かつての大人気番組、アメリカ横断ウルトラクイズ(以下、ウルトラクイズ)。その第10回で決勝まで行かせていただいた私の体験から、これまでに5回、ウルトラクイズ裏話をお伝えしてきました。
●第1弾:伝説の『アメリカ横断ウルトラクイズ』、砂漠を歩いて帰るなど、罰ゲームの“裏側”
●第2弾:「会場付近で3時間待機」「本番前はずっと目隠し」、『アメリカ横断ウルトラクイズ』準優勝者が明かす収録の“謎”
●第3弾:伝説の番組『アメリカ横断ウルトラクイズ』に台本はあったのか!? 準優勝者が語る“撮影秘話”
●第4弾:『アメリカ横断ウルトラクイズ』準優勝者、ニューヨークのホテルで起きた“事件”を激白!
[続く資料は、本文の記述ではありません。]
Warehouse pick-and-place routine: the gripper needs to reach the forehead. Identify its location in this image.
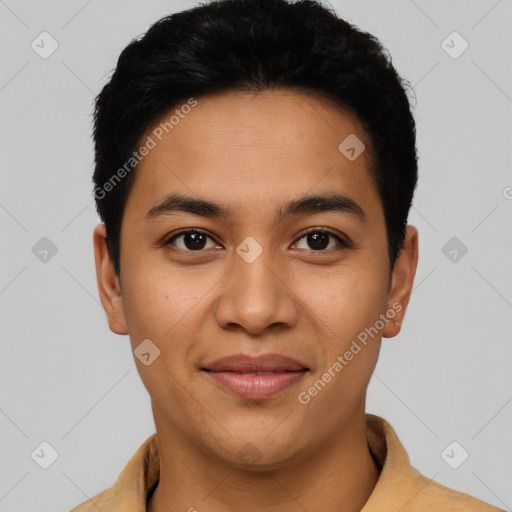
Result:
[126,90,377,221]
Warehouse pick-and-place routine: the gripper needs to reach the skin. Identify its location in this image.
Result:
[93,90,418,512]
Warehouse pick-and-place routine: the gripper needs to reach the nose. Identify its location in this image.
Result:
[215,240,299,335]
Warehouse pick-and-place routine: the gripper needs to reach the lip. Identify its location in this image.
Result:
[201,354,309,400]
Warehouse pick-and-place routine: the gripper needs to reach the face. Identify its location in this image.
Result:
[94,91,417,468]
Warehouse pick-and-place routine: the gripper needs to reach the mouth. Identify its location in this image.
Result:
[201,354,310,400]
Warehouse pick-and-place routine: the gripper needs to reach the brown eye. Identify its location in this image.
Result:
[165,229,217,251]
[292,228,348,251]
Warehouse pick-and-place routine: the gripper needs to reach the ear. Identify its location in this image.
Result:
[382,225,418,338]
[93,224,128,334]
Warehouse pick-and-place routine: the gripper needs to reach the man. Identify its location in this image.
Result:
[74,0,499,512]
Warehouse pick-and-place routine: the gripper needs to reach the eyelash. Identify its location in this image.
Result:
[163,228,351,253]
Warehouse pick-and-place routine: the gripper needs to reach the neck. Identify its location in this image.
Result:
[147,404,379,512]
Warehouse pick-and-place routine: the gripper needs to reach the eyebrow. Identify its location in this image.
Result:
[144,193,366,222]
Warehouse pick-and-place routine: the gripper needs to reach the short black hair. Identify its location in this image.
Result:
[93,0,418,276]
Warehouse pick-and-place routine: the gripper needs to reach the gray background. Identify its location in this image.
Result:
[0,0,512,512]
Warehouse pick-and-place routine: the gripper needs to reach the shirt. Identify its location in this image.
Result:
[71,413,504,512]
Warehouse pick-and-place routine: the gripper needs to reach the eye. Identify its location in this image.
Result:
[164,229,218,251]
[297,228,349,251]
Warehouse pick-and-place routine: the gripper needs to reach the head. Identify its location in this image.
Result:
[94,0,417,467]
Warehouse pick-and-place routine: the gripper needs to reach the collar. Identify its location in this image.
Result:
[76,413,500,512]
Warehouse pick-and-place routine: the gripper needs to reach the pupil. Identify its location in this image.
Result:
[184,231,206,251]
[308,233,329,249]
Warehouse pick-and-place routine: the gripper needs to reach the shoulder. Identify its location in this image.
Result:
[403,475,503,512]
[70,488,112,512]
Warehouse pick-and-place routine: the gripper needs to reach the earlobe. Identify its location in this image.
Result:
[93,224,128,334]
[382,225,418,338]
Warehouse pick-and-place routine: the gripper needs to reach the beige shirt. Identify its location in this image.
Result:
[71,414,503,512]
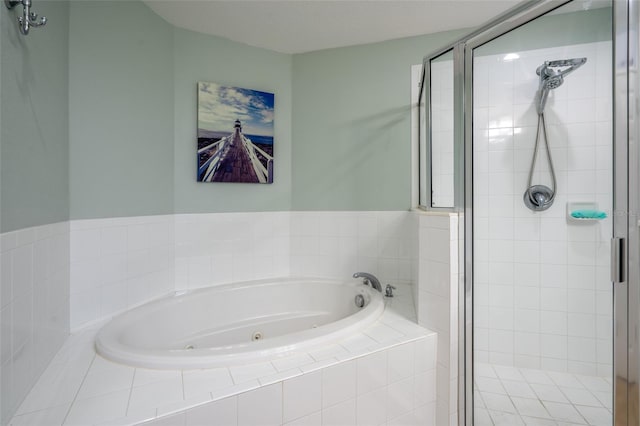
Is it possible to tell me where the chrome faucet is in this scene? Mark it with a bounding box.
[353,272,382,293]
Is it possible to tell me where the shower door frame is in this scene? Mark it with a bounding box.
[454,0,640,426]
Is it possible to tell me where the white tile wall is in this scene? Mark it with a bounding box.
[417,213,458,425]
[175,212,291,290]
[0,212,420,421]
[474,43,612,375]
[71,211,417,329]
[290,212,415,284]
[70,216,174,330]
[0,222,69,424]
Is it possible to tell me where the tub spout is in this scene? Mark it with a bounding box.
[353,272,382,293]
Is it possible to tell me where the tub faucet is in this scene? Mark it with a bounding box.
[353,272,382,293]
●第5弾:【アメリカ横断ウルトラクイズ裏話】第10回の準優勝者が、NYでの決勝前夜に司会の福留功男アナと話したこと
今回は、その第6弾。アメリカ横断ウルトラクイズの挑戦者たちが、アメリカ大陸を横断中に、どんな食事をしていたのか? その食事代は? という話です。
挑戦者が体調を崩さないように
ウルトラクイズの挑戦者たちの食事は、ホテルでの朝食や夕食、ホテル外のレストランでの食事、バス移動中にドライブインやファストフード店などでの食事がありました。
これらのお世話をしてくださるのが、旅に同行している旅行会社の方。番組の最後にテロップで出ていたように、近畿日本ツーリスト株式会社の添乗員です。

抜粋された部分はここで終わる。